How to Get Started with the Model

Use the code below to get started with the model.

import torch

from transformers import ViTForImageClassification, ViTImageProcessor

model = ViTForImageClassification.from_pretrained("Ganesh-KSV/face-recognition-version1")

processor = ViTImageProcessor.from_pretrained("Ganesh-KSV/face-recognition-version1")

def predict(image):

    inputs = processor(images=image, return_tensors="pt")
    
    outputs = model(**inputs)
    
    logits = outputs.logits
    
    predictions = torch.argmax(logits, dim=-1)
    
    return predictions

Training Details

Training Data

Training Procedure:

Preprocessing :

Images were resized, augmented (rotation, color jitter, etc.), and normalized.

Training Hyperparameters:

Optimizer: Adam with learning rate 2e-5 and weight decay 1e-2

Scheduler: StepLR with step size 2 and gamma 0.5

Loss Function: CrossEntropyLoss

Epochs: 40

Batch Size: 4

Evaluation

Testing Data, Factors & Metrics

Testing Data

Validation split of the VGGFace dataset.

Factors

Performance evaluated based on loss and accuracy on the validation set.

Metrics

Loss and accuracy metrics for each epoch.

Results

Training and validation loss and accuracy plotted for 40 epochs.

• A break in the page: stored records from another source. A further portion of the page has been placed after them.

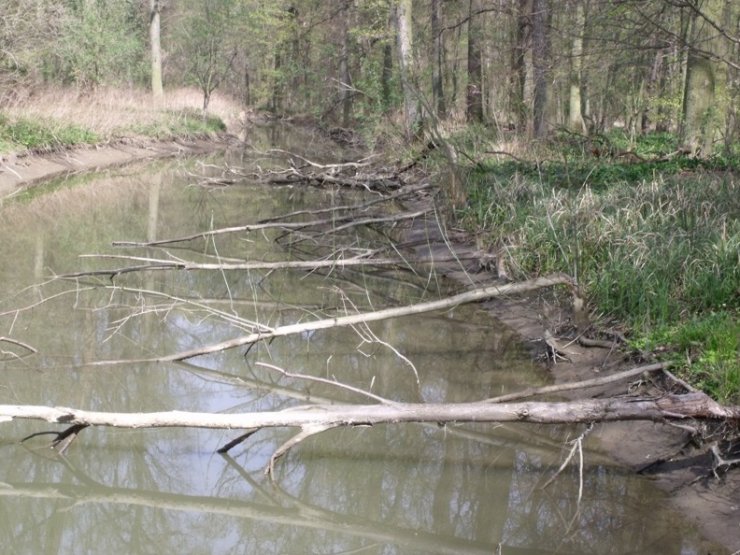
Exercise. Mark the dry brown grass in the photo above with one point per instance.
(113, 112)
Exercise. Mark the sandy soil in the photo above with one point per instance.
(663, 452)
(19, 172)
(659, 450)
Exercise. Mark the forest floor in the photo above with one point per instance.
(662, 452)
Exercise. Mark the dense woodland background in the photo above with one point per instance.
(600, 138)
(523, 67)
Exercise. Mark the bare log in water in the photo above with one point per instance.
(362, 318)
(312, 420)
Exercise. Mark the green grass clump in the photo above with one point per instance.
(41, 135)
(655, 247)
(704, 350)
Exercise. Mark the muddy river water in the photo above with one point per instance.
(382, 490)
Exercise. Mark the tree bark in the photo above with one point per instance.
(518, 66)
(438, 96)
(405, 63)
(575, 113)
(665, 407)
(352, 319)
(540, 62)
(154, 37)
(344, 75)
(474, 91)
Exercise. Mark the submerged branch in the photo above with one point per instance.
(375, 316)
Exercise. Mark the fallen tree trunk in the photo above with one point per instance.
(315, 419)
(354, 319)
(666, 407)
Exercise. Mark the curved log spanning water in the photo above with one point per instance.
(666, 407)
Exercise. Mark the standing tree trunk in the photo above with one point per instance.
(345, 94)
(154, 35)
(697, 129)
(474, 92)
(575, 110)
(518, 65)
(540, 65)
(438, 95)
(405, 64)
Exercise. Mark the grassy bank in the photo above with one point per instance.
(653, 239)
(53, 119)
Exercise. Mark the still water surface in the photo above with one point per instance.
(381, 490)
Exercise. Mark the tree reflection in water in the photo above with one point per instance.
(386, 489)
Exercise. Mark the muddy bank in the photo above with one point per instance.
(661, 452)
(20, 171)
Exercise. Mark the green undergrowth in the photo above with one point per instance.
(655, 246)
(26, 134)
(180, 123)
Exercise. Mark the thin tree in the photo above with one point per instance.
(540, 10)
(154, 38)
(404, 31)
(474, 91)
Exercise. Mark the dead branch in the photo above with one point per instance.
(344, 221)
(315, 419)
(153, 264)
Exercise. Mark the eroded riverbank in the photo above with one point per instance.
(528, 318)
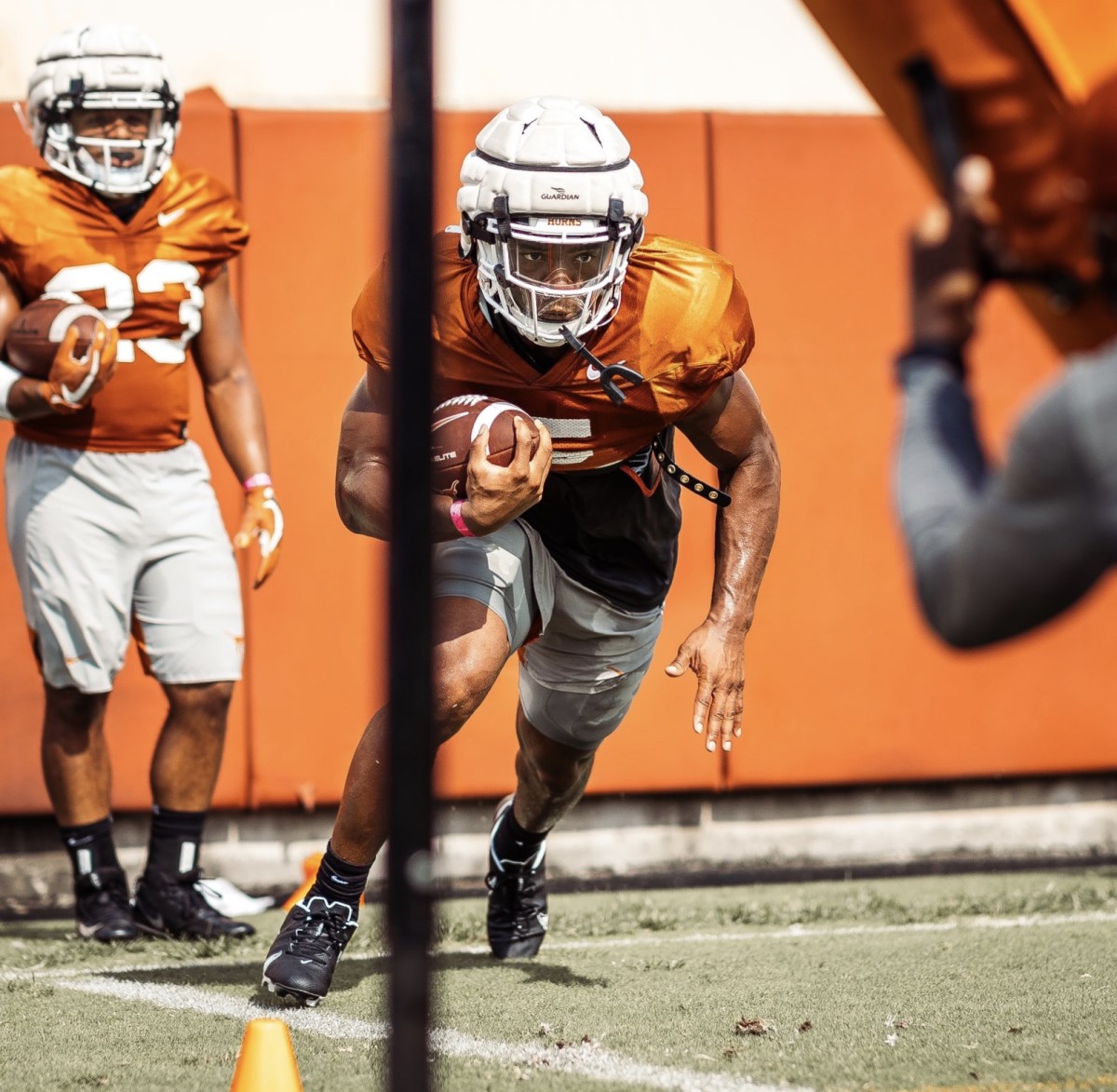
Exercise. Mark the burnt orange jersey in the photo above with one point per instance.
(145, 276)
(607, 516)
(682, 324)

Confusion matrix generated for the final validation results.

Summary

Model Examination

Model performance examined through loss, accuracy plots, and confusion matrix.

Glossary

ViT: Vision Transformer

CrossEntropyLoss: A loss function used for classification tasks.

Adam: An optimization algorithm.

StepLR: Learning rate scheduler that decays the learning rate by a factor every few epochs.